Writers Week Programme Manager Kathryn Carmody says Dawkins' appearance in March is an exciting preview ahead of the full Writers Week programme that opens the following week.
“Writers Week is about bringing articulate people together to celebrate the life of the mind and the world of ideas. We’re delighted that Professor Richard Dawkins, who has dedicated his life to science, scholarship and debate, is available for what promises to be a very special event,” she says.
Writers Week (March 8-13, 2016) will see some of the smartest, most eloquent and entertaining people from home and abroad to Wellington for six days during New Zealand Festival.
Writers already announced include Muriel Barbery, Nnedi Okorafor and Simon Winchester.

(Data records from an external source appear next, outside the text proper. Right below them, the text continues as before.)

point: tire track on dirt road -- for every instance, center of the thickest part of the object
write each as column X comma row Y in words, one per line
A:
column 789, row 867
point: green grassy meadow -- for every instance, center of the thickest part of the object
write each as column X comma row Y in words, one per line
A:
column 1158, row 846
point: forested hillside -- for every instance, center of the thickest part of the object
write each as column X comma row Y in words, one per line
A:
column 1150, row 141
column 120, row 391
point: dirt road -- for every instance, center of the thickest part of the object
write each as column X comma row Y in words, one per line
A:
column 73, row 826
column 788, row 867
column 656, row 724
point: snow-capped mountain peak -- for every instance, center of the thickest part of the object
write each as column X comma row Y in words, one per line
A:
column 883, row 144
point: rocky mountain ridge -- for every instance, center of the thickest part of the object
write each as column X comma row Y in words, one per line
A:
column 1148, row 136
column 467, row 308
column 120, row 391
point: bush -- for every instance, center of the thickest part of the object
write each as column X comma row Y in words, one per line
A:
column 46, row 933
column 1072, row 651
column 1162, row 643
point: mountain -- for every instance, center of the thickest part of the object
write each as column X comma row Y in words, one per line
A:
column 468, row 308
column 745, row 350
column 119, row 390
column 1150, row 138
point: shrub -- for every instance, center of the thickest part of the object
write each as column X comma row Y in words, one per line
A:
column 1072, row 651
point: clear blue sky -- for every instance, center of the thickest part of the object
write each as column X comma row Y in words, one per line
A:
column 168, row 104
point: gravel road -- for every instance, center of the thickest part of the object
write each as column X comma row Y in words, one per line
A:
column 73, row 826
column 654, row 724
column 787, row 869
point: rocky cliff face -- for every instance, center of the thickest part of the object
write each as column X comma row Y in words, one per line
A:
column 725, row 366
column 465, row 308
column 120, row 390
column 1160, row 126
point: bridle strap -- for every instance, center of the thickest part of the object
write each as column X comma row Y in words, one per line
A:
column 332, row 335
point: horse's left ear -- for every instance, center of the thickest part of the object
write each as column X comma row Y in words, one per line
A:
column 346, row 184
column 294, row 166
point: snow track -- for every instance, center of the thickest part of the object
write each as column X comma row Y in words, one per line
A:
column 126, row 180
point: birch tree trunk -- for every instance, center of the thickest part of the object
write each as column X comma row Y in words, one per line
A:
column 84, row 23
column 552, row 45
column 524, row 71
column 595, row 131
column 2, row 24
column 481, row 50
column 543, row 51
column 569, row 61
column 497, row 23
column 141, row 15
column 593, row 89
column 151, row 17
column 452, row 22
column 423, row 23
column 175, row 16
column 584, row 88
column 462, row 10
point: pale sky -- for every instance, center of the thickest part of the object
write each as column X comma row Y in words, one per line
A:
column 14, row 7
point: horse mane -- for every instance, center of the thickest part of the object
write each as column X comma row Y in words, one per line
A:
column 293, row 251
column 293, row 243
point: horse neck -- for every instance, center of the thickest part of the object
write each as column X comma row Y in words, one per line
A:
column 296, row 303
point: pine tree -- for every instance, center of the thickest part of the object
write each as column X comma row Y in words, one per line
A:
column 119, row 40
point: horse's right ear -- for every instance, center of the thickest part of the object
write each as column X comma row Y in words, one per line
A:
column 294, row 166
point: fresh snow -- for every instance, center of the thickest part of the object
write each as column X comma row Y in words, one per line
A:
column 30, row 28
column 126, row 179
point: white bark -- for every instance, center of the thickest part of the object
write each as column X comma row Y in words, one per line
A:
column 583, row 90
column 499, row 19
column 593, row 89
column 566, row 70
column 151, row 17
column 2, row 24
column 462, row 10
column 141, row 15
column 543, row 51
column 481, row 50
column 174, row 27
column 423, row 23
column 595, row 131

Muriel Barbery’s novel, The Elegance of the Hedgehog, has sold over five million copies worldwide and her latest novel, The Secret Life of Elves, will be released in Australia and New Zealand in March 2016.
Nnedi Okorafor's African-based science fiction, fantasy and magical realism is stark and evocative, tackling political and philosophical issues. Her novel, Lagoon, was a finalist in the British Science Fiction Awards.
With 25 books to his name, Simon Winchester is renowned for his books on subjects such as the eruption of Krakatoa and the creation of the Oxford English Dictionary. His more recent works include Atlantic and Pacific.
The full Writers Week programme, with further announcements, will be launched in January.